Not that Menzel was helped by the material, which feels woefully inert for such grand natural wonder. Jesse is a peculiar character hounded by traumatic flashbacks to happier times with her late son; she summarily crash lands on the forest floor, literally tosses her phone and submits to natural wonder. (The show, developed at San Diego’s La Jolla playhouse, maintains a lingering feeling of California-ness [derogatory]). She is helped by scientists Finn (Michael Park), a hippie type, and Becca (Khaila Wilcoxon), a Black conservationist in a field traditionally hostile to them, saddled with the role of explaining to a pushy and borderline rude Jesse – who literally speaks to her manager to override her decisions – all that she does not know, only to be taught that she, in fact, does not know everything. Wilcoxon, with the most sumptuous vocals of the cast, at least gets two welcome opportunities to showcase them.

The main thrust of the plot, that Jesse will learn to confront her grief via climbing the tree – a difficult and technical task – does provide for unique harness-and-belay choreography heretofore unseen on Broadway, by far the most dynamic element of the show. But Redwood is otherwise hampered by a pervasive sense of artificiality – songs about cathartic wonder devoid of it, surface-level characters, with insight that goes no farther than “grief is horrible and mutable but you can adapt” (with lyrics such as “I’m a believer / that trees can heal ya”). The titular tree itself is the backside of a cylindrical screen, some of over a thousand LED panels, which, as technically accomplished the set-up may be, fails to convey the grandeur of the forest or the majesty of a 37-storey-tall redwood, more in the lane of CGI desktop background or VR headsets than nature.

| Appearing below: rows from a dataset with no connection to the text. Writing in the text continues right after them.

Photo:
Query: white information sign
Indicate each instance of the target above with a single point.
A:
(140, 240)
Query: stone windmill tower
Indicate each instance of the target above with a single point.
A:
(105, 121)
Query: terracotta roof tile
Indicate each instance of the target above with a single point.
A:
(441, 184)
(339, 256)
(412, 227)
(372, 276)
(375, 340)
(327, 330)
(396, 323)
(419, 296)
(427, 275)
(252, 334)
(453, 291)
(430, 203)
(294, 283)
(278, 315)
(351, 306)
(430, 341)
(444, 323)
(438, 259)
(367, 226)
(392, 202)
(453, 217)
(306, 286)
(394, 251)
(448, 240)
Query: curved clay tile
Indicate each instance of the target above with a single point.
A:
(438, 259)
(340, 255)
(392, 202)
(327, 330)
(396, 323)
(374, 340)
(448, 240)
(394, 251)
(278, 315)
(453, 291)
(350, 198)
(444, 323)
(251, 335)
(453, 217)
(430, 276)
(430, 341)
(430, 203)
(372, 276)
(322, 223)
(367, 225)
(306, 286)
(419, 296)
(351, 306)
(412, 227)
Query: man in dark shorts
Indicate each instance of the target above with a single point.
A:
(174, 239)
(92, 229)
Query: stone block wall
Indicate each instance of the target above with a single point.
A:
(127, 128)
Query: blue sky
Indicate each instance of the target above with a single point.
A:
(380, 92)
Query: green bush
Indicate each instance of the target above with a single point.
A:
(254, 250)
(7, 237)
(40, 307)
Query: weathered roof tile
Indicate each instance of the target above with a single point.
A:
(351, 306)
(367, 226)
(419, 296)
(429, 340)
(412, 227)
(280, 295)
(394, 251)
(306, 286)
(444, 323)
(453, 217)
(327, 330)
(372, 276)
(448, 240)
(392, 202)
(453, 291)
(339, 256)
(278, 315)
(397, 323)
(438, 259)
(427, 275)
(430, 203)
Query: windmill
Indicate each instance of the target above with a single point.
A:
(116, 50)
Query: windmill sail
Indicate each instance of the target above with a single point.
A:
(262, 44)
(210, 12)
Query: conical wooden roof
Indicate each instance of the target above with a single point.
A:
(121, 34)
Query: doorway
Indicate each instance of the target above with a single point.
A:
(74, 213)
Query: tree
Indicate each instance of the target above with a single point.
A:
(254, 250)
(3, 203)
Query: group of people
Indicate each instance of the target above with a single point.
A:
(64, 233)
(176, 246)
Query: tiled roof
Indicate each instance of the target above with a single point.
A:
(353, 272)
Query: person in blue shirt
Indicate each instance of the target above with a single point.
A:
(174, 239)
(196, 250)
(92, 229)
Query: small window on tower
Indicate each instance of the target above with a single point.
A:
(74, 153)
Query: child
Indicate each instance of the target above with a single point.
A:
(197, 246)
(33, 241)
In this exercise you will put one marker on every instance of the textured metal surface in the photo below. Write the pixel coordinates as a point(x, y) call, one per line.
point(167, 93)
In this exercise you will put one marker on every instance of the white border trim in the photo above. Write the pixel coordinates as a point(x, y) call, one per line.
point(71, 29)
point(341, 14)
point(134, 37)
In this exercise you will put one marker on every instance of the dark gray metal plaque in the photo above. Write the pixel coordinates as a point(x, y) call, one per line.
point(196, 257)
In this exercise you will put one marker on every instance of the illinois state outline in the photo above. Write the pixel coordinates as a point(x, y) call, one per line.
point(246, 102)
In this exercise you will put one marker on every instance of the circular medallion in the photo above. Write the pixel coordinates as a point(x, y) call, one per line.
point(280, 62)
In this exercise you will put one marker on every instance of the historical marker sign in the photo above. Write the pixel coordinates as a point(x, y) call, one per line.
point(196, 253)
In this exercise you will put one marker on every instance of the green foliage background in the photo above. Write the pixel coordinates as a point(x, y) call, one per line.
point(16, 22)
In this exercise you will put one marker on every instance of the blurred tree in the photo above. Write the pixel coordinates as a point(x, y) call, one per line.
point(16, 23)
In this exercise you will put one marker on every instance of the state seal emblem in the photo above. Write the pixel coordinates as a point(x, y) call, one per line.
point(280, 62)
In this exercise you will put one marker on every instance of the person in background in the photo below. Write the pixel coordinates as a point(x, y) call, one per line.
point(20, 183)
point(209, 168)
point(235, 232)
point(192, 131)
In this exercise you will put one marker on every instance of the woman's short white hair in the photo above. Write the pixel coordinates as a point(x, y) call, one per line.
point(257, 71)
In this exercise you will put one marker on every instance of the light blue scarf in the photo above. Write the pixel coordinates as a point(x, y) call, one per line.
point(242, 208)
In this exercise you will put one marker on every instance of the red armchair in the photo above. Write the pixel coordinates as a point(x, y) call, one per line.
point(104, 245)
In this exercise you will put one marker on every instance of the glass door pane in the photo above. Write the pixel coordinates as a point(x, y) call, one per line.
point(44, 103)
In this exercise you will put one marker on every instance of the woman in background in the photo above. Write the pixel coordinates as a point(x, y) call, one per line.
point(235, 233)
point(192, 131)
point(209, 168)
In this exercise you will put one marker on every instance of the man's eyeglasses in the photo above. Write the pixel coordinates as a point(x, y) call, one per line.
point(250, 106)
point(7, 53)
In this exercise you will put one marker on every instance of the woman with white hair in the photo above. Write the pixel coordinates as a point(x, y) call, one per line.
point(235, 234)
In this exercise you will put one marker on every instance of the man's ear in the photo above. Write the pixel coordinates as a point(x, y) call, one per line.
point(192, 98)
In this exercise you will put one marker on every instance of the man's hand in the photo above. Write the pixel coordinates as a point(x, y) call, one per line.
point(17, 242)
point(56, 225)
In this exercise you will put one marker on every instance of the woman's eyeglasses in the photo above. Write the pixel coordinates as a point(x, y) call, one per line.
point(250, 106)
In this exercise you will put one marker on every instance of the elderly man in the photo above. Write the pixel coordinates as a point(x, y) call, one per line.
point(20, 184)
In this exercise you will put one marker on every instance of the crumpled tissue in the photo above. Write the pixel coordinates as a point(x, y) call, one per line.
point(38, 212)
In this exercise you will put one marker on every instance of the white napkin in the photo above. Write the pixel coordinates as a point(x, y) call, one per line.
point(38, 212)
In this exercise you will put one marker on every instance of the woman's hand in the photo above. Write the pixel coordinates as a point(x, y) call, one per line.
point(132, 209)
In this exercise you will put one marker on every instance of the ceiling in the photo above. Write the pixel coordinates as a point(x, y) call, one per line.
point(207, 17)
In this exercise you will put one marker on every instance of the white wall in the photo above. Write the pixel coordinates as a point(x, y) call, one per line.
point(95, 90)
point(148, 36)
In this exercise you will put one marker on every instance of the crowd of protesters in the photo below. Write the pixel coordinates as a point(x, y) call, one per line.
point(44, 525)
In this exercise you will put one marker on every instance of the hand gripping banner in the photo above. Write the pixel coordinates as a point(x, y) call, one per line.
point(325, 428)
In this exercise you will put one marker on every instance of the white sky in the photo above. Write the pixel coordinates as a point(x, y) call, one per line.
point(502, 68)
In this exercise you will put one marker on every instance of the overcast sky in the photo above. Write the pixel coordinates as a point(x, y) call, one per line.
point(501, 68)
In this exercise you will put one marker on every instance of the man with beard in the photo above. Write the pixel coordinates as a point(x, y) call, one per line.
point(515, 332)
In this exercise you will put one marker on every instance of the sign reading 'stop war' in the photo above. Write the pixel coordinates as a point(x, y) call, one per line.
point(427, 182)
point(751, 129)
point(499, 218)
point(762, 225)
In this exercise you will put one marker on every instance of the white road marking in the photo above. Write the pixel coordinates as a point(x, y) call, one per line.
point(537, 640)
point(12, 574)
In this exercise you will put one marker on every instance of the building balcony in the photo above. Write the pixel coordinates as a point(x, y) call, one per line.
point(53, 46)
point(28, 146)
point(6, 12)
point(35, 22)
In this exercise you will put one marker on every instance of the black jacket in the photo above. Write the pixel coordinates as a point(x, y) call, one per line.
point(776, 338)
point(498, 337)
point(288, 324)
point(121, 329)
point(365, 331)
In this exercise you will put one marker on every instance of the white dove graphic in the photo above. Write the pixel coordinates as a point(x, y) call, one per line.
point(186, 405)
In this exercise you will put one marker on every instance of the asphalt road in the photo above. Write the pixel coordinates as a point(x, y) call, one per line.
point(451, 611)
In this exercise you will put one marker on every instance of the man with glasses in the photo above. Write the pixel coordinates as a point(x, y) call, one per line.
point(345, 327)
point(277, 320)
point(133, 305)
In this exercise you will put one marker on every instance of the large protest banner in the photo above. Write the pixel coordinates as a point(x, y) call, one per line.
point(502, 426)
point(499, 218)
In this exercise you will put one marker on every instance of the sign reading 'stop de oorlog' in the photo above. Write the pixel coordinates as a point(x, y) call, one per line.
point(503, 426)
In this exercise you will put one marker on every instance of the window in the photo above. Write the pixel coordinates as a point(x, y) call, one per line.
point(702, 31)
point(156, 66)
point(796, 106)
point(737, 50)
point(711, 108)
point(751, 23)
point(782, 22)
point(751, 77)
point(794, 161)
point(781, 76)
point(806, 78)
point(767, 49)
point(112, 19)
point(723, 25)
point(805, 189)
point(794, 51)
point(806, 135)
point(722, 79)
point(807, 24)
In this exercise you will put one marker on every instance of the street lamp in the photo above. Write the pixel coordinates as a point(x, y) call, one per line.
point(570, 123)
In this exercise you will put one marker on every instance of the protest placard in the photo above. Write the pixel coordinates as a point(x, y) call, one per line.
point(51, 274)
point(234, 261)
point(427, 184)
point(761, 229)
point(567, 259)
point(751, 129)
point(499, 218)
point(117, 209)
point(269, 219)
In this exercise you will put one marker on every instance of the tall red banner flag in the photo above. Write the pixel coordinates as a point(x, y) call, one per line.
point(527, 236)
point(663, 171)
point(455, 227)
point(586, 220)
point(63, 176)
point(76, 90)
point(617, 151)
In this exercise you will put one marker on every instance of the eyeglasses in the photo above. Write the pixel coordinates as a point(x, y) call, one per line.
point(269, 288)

Still, there are so few shows not derived from IP now, and the challenge of mounting anything so steeply uphill, that is difficult to root against what is ultimately a tough sell. Menzel, once a prize fighter of Broadway, takes a lot of swings and only connects some of them. The whole enterprise has the air of chasing ghosts, but there are moments – in a moving track about the impossibility of full healing, or an anxious breakdown – where the magic flickers again. Not enough, though, for a subject as monumental as a redwood, nor to convert New York audiences to, as one song puts it, Big Tree Religion.